The second potential acquisition revolves around Pfizer’s mention of its willingness to explore options for its consumer health division, which contains such well-known brands as Advil under its corporate umbrella. We think GSK would be a very-willing buyer but such audaciousness carries a very heavy price.

To fund such a lavish slate of acquisitions, GSK would need to leverage up its balance sheet further which, in our view, would place the dividend into further danger. Walmsley did not win any fans from the dividend growth crowd with her commentary of a flat dividend for 2017 and 2018. For US-based investors the actual dividend received will be lower than last year due to the weakening of the British Pound.

The Dividend

The role of the dividend plays an increasingly important role for those investing in GSK. The past few years have not been kind as the equity has managed to lose ground since peaking in the $50 range at the beginning of 2014. At the current quote of $37 per share at the time of this writing, GSK is trading at a level last seen in early 2011.

GSK is not faced with an unenviable decision—does it attempt to jumpstart growth by bulking up the consumer health division while allowing ample time for the clinical pipeline to develop? The choice seems clear-cut but overlay the increase in leverage, and interest payments will constrain GSK’s ability to continue to pay its dividend, and the quandary becomes readily apparent. In our view, the choice is clear–shave the dividend to a more-manageable level and reset the company to become a viable competitor going forward.
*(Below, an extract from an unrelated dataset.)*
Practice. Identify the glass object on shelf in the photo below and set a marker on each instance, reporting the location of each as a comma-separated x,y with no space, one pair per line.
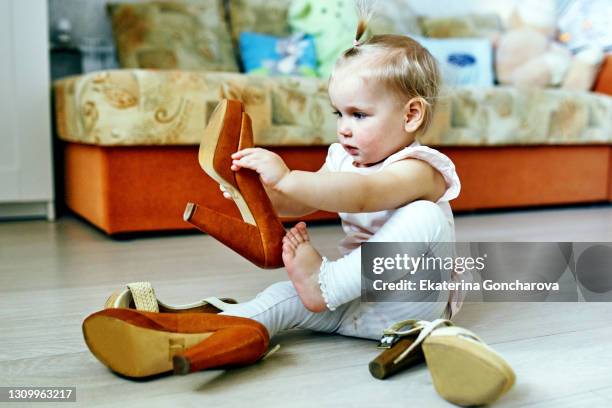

The fear of a dividend cut was the highlight of the Q&A session post the recent earnings release.

Conclusion

We feel there are far better opportunities in the market from a capital gain and income producing perspective than GSK. Until we have a definitive handle on the impact of Gilead’s launch in the first quarter of 2018 of a competing product coupled with the timing of a generic Advair entry into the US market, we maintain very cautious on GSK’s fundamentals at this time. As part of our overall view of the US tax law change, we feel it will unleash a torrent of M&A activity, and we would not be surprised if GSK makes one or two acquisitions in consumer health, thus further constraining the balance sheet and placing the dividend at risk. Buyer beware.

 

Independent Contributor Alexander J. Poulos is long Gilead Sciences.